Она была толстая, большая; как идол, вырастала она над кроватью. Мне было невыносимо боязно смотреть на нее, я хотела влезть под одеяло с головой, спрятаться от этих остановившихся глазных яблок. Но я не могла пошевелиться, я ведь была распята. Я боялась, что она встанет с кровати – она ведь не была распята, – ощупью доберется до моей кровати и задушит меня.

Ах, глупость ушедшей вчера жизни! Я боялась сумасшедшую больную женщину больше вчерашних насильников и бандитов!

Я мечтала, чтобы она замолчала, чтобы она перестала кричать! И, услышав будто мою мольбу, в палату вошли две няньки и стали гулко и хлестко бить больную.

Она кричала, они тяжело и равнодушно, как выполняя надоевшую крестьянскую работу, били ее кулаками и ладонями, и звук получался утробно-бухающий, вязкий.

– Что вы делаете? – заорала я. – Как вы смеете! Вы не имеете права бить больных! Прекратите! Вы же люди! Как вы можете?!

Но они даже не оглядывались на меня, продолжая тяжко лупить ее, и звук ударов – чвакающих и плюхающих, словно они взбивали ком теста, заглушался воплем больной. Она все так же разевала широко рот с сизым блеском стальных зубов и выбрасывала в мир пугающий рев сломанного паровоза.

– Перестаньте! – кричала я. – Этого нельзя… Вы не смеете!..

Ободранная моя глотка слабела и сипла, и дыхания не хватало – в распятом виде не покричишь. И больная помаленьку стала стихать. Няньки умаялись – одна утерла на лбу испарину, повернулась ко мне, сказал спокойно и строго:

– Крикнешь еще раз – вколем серу!

А другая аккуратно поправила у меня на шее хомут, подтянула вязку на ногах и доброжелательно сообщила:

– И че ты, дуреха, рвесся? Ето у нее заместо побудки, как у нормальных – зарядка…

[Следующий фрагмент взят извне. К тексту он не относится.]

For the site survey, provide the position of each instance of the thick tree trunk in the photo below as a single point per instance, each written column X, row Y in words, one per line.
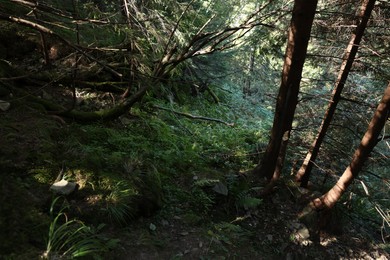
column 349, row 56
column 298, row 39
column 328, row 200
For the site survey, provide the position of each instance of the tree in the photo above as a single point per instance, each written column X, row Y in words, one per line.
column 298, row 39
column 161, row 44
column 367, row 144
column 349, row 56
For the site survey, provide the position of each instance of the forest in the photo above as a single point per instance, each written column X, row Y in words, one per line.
column 194, row 129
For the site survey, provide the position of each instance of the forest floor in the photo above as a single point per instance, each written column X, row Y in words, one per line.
column 269, row 231
column 33, row 149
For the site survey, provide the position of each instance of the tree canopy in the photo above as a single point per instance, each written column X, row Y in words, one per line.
column 201, row 114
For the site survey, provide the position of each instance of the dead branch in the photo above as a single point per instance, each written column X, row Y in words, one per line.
column 46, row 30
column 194, row 117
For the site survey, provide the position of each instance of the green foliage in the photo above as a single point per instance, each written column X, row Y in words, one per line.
column 118, row 203
column 72, row 238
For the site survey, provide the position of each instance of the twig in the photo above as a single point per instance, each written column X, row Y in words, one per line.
column 46, row 30
column 194, row 117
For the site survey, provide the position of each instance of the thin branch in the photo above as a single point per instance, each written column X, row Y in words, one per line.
column 45, row 30
column 194, row 117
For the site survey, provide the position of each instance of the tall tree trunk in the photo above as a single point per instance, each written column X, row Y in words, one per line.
column 349, row 56
column 298, row 39
column 247, row 86
column 328, row 200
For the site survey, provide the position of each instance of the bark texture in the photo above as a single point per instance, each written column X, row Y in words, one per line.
column 361, row 154
column 349, row 56
column 298, row 39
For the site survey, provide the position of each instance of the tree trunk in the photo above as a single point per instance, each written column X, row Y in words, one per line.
column 298, row 38
column 367, row 144
column 349, row 56
column 247, row 86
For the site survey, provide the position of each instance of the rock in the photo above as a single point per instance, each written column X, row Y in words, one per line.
column 4, row 105
column 64, row 187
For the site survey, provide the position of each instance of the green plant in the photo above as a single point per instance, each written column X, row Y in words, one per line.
column 72, row 238
column 118, row 203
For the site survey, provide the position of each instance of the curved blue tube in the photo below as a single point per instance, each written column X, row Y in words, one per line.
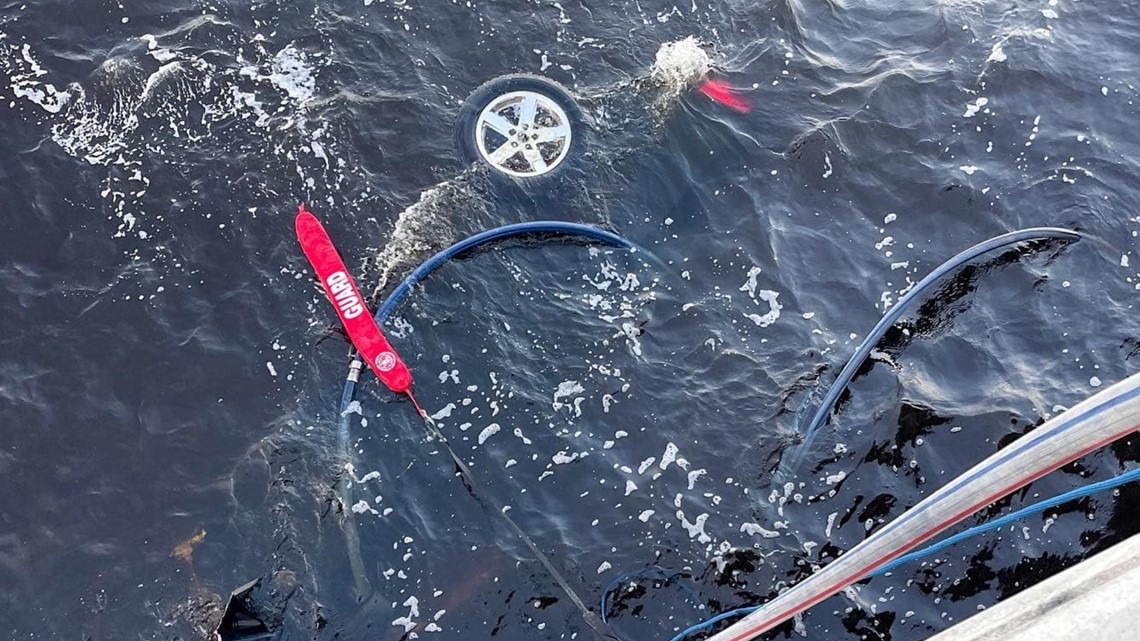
column 1029, row 510
column 344, row 421
column 1034, row 509
column 491, row 235
column 901, row 307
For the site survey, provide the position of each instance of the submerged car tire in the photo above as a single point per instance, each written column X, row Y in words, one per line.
column 523, row 127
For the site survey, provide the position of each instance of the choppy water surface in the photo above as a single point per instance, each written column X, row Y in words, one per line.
column 169, row 375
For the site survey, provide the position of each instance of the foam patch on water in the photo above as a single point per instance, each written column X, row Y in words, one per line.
column 24, row 73
column 677, row 66
column 162, row 104
column 422, row 228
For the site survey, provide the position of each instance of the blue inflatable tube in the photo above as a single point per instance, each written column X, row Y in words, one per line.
column 896, row 313
column 344, row 421
column 489, row 236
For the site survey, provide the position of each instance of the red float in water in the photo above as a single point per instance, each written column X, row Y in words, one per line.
column 342, row 292
column 724, row 94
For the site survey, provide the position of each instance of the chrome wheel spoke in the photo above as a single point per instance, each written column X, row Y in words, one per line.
column 502, row 154
column 513, row 147
column 528, row 110
column 551, row 134
column 536, row 160
column 498, row 123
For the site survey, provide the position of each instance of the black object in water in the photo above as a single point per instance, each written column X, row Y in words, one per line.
column 241, row 622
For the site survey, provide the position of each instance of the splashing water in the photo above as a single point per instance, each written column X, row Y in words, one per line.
column 422, row 227
column 677, row 67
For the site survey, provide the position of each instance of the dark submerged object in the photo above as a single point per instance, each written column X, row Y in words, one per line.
column 241, row 621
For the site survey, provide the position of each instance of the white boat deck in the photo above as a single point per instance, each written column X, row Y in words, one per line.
column 1096, row 600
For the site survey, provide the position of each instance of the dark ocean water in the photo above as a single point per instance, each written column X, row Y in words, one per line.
column 169, row 376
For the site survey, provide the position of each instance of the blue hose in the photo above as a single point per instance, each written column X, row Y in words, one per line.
column 898, row 309
column 489, row 236
column 344, row 421
column 1027, row 511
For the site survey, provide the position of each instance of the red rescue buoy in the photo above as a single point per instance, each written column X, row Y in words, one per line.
column 724, row 94
column 342, row 292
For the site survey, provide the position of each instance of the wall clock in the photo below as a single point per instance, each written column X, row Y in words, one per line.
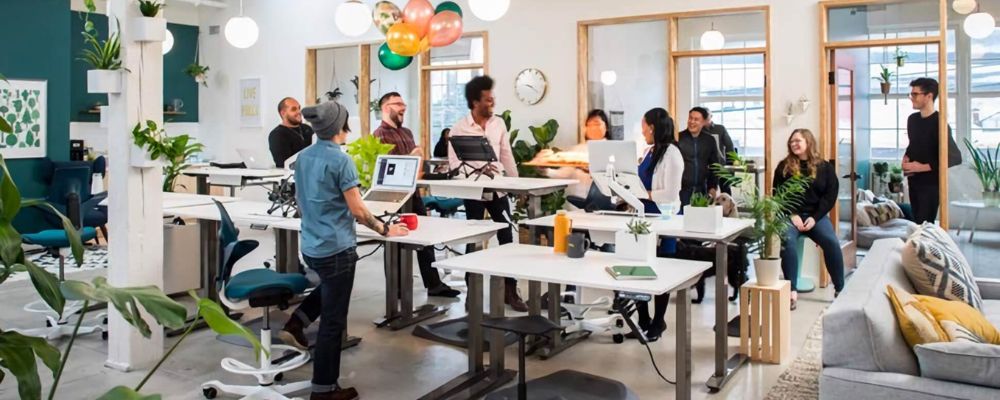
column 530, row 86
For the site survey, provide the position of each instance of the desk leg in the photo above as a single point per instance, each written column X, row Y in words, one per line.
column 723, row 369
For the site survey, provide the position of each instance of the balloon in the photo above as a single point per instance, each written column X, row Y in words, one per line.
column 386, row 15
column 392, row 61
column 449, row 6
column 419, row 13
column 446, row 28
column 403, row 39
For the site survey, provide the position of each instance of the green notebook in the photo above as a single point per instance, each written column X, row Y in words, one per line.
column 631, row 272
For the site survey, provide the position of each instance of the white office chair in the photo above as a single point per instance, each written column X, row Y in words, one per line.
column 259, row 287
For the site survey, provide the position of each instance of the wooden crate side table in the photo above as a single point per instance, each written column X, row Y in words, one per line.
column 765, row 321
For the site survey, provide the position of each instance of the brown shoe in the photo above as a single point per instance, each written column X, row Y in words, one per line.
column 513, row 299
column 339, row 394
column 293, row 334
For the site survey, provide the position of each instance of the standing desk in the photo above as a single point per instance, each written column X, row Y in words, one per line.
column 602, row 228
column 540, row 264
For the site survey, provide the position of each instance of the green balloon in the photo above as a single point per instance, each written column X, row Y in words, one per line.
column 392, row 61
column 449, row 6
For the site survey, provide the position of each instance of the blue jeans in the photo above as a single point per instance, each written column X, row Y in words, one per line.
column 826, row 238
column 334, row 294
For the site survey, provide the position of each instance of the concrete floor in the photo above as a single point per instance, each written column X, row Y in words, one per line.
column 397, row 365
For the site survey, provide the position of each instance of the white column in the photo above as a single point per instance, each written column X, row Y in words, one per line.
column 135, row 201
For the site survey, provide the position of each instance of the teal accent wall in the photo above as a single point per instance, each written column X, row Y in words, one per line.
column 176, row 83
column 36, row 45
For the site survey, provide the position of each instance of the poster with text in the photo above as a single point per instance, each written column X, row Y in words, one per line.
column 250, row 97
column 23, row 106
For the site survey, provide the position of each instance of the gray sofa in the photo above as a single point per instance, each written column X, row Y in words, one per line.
column 864, row 354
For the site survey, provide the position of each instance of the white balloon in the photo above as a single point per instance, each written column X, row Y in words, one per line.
column 241, row 32
column 353, row 18
column 489, row 10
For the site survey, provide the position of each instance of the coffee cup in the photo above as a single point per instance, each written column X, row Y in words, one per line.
column 410, row 220
column 577, row 245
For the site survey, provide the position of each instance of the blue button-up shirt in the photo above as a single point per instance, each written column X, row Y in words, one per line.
column 323, row 172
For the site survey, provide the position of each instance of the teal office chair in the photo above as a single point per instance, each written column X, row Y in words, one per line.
column 256, row 288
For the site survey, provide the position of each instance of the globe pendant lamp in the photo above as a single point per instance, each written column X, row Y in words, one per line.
column 241, row 31
column 979, row 25
column 712, row 39
column 489, row 10
column 353, row 18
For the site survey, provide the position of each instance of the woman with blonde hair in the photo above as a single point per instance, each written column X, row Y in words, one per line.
column 810, row 217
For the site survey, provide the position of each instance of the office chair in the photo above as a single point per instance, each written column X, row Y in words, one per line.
column 256, row 288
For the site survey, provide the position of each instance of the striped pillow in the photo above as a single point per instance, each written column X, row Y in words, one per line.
column 937, row 268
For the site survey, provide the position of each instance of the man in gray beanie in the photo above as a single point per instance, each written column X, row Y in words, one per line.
column 329, row 201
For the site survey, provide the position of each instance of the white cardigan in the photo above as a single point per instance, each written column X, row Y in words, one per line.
column 667, row 177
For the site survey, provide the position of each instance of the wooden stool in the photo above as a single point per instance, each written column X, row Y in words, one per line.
column 765, row 321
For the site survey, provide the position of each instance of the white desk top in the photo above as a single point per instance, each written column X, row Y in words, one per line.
column 538, row 263
column 674, row 227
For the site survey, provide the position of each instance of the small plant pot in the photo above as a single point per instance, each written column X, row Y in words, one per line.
column 139, row 158
column 703, row 219
column 766, row 271
column 149, row 29
column 635, row 247
column 104, row 81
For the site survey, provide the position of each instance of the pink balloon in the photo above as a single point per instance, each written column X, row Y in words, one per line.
column 445, row 29
column 419, row 13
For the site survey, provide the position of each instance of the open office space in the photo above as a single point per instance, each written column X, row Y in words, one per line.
column 500, row 199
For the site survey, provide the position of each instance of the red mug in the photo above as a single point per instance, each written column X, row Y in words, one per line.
column 410, row 220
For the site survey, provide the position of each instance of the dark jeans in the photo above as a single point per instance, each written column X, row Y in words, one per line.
column 925, row 200
column 499, row 209
column 826, row 238
column 330, row 300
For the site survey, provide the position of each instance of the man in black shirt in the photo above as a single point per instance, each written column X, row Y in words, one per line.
column 921, row 162
column 291, row 136
column 700, row 151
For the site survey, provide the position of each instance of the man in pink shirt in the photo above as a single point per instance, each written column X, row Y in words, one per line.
column 482, row 122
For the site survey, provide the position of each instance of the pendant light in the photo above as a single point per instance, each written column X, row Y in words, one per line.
column 241, row 31
column 353, row 18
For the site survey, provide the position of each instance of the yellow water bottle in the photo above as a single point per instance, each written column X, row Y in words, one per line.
column 560, row 232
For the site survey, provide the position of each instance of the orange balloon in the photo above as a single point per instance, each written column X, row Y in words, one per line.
column 446, row 28
column 403, row 39
column 419, row 14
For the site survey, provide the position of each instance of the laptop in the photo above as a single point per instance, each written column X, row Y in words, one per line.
column 256, row 158
column 393, row 182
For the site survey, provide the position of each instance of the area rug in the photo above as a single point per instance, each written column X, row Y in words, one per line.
column 801, row 379
column 94, row 257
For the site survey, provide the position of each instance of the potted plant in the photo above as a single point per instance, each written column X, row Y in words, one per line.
column 636, row 241
column 896, row 179
column 150, row 27
column 885, row 81
column 104, row 57
column 986, row 163
column 771, row 215
column 701, row 215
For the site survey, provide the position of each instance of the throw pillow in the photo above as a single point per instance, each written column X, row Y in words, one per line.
column 962, row 320
column 966, row 362
column 937, row 268
column 915, row 321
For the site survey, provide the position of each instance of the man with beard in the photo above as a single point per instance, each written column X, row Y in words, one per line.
column 391, row 131
column 291, row 136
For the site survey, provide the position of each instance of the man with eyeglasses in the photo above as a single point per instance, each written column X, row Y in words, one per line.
column 391, row 131
column 920, row 161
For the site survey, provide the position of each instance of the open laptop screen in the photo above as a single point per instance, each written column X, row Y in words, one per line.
column 396, row 173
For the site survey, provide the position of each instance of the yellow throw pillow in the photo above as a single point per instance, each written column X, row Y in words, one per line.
column 962, row 314
column 915, row 320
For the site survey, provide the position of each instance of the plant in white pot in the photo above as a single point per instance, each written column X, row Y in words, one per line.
column 636, row 242
column 150, row 27
column 771, row 215
column 701, row 215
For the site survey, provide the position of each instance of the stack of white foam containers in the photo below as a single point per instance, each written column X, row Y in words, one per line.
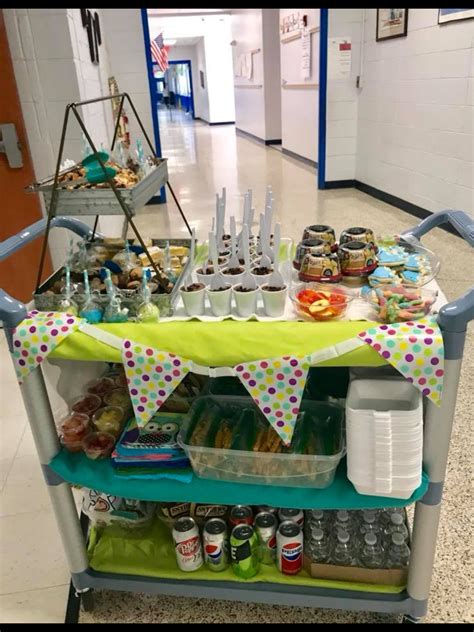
column 384, row 434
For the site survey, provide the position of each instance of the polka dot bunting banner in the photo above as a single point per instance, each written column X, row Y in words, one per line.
column 276, row 386
column 36, row 336
column 415, row 349
column 152, row 376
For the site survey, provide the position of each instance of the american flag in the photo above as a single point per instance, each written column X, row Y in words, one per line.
column 159, row 52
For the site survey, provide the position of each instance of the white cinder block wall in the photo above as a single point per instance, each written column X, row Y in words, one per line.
column 300, row 107
column 415, row 114
column 247, row 32
column 123, row 36
column 342, row 98
column 182, row 53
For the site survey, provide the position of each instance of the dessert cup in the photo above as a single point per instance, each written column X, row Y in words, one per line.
column 260, row 277
column 193, row 299
column 246, row 301
column 220, row 300
column 274, row 300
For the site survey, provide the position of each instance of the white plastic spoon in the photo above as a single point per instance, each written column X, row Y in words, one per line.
column 248, row 282
column 217, row 280
column 234, row 260
column 276, row 280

Они ушли, оставив открытую дверь. Больная тонко скулила, иногда протяжно подвывая. Как замученная собака с отбитыми ногами. Побудка. Зарядка. Тюремный храм богини безумия Мании.

Сколько меня будут держать привязанной?! Просить не буду. Это бесполезно. Меня привязали на раму не в наказание, не за вину. Меня обменяли на Варавву. Может быть, я буду висеть на распятии вечно. Или пока не умру. Или пока не соберется вновь Великий Синедрион и первосвященник Каиафа не укажет на меня: «Отдайте нам ее!»